El día que no me tocó la lotería.

No necesito mirar ninguna lista.

Sé que un año más no me ha tocado la lotería.

No es que mi memoria sea excepcional. Es que tan solo he jugado cinco euros y contra mi voluntad. Mi habilidad para regatear distribuidores de participaciones no me bastó para superar a un cliente empeñado en recibir un donativo disfrazado de participación.

No encuentro la gracia a la Lotería. Jugar dinero para poder ganar dinero. Con una parte importante que se queda por el camino.

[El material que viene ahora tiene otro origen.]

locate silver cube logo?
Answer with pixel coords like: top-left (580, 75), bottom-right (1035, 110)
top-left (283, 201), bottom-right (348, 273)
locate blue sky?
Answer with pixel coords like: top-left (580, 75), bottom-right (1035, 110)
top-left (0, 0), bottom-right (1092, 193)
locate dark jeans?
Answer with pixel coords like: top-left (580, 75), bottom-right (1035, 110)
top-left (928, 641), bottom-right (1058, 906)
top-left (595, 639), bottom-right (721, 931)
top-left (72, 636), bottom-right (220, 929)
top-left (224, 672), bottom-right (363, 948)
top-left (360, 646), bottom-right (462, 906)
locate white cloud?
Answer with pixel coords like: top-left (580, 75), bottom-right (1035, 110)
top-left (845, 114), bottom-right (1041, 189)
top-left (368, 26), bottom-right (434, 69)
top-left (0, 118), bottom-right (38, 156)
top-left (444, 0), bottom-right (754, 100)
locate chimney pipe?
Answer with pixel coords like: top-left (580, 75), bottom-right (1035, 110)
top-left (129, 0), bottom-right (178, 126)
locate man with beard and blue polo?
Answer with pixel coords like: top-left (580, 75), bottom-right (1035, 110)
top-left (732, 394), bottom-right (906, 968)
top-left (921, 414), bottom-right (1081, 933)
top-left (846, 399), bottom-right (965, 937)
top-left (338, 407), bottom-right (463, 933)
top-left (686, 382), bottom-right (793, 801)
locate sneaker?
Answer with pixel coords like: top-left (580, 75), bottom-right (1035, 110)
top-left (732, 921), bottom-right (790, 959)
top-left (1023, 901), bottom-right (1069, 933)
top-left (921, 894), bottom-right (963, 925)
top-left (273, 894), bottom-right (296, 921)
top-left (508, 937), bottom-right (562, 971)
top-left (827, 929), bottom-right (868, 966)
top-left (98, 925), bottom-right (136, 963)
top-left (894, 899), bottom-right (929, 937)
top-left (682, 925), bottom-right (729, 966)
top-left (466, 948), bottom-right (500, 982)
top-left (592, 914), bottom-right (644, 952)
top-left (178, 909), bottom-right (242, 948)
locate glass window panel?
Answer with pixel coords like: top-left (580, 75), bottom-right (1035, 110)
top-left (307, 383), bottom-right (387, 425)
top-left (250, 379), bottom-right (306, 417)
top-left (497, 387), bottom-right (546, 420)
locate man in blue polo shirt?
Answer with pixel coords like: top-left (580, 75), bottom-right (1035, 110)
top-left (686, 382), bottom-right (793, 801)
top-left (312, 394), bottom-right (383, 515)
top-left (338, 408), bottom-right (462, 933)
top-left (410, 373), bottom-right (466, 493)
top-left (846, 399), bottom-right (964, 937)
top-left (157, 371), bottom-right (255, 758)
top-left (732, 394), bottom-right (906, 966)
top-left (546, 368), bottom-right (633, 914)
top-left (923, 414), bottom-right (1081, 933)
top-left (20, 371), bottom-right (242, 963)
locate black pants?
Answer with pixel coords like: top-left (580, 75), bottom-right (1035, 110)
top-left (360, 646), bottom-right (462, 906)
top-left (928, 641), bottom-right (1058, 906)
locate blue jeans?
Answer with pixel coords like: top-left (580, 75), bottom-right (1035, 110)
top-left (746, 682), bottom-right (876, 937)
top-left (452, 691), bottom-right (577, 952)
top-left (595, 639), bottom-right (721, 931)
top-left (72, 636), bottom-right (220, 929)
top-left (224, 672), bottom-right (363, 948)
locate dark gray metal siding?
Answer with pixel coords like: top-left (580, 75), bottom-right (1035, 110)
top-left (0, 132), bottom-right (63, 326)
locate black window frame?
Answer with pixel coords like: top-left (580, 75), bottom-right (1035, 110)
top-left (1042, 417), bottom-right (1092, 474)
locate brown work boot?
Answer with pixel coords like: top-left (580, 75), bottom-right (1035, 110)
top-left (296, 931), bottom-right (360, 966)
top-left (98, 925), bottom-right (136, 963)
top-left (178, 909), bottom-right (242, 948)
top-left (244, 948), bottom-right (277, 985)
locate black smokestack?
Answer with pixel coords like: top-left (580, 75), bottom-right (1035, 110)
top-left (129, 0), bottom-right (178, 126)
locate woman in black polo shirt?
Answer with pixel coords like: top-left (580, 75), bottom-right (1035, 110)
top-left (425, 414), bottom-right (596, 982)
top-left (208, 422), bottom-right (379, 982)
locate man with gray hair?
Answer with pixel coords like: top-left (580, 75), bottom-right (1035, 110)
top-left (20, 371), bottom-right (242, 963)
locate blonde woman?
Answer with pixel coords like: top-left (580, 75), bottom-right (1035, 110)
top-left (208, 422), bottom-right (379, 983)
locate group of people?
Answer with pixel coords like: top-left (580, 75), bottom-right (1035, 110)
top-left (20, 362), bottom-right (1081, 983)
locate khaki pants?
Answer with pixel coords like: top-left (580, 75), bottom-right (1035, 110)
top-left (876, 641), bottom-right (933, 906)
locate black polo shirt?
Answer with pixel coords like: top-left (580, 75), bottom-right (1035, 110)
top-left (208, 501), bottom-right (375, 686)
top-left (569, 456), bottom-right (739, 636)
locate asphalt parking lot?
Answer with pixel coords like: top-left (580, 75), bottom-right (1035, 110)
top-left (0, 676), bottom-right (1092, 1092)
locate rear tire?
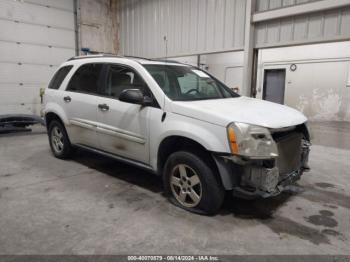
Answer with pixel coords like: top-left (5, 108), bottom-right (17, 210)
top-left (48, 120), bottom-right (72, 159)
top-left (163, 151), bottom-right (225, 215)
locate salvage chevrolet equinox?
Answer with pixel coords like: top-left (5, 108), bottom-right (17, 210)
top-left (44, 55), bottom-right (310, 215)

Y una cantidad tan pequeña que ni siquiera tiene el placer masoquista de pensar que puedes perderlo todo ( ver “el jugador de Dostoievski).

 

Por: flickr.com/photos/gonmi/14340167110/

 

No creo que sea malo jugar a la lotería. Cualquier entretenimiento es bueno si nos hace más bien que mal.

El problema no es jugar a la lotería. El problema es cederle a la lotería nuestras esperanzas de que nuestra vida mejore. Pensar que solo si el azar nos concede una generosa cantidad de dinero nuestra vida merecerá la pena. Externalizar las ilusiones.

No se trata de pensar, consolándonos, que al menos tenemos salud. Tenemos mucho más que salud. Tenemos la posibilidad de cambiarlo todo.

Si tu vida no es lo suficientemente maravillosa ( y casi nunca lo es), tú tienes las herramientas para conseguir que lo sea. Tú eres el único responsable de crear tu propia esperanza.

Crear tu propia esperanza es colocarla a tu alcance. Es determinar que nadie más puede decidir si serás o no serás afortunado. Es crear tu propio camino a la sonrisa.

En realidad, tú eres el único que decide si tu ilusión puede cumplirse. Tú eres el único que decide si hoy, mañana o pasado, te ha tocado la lotería.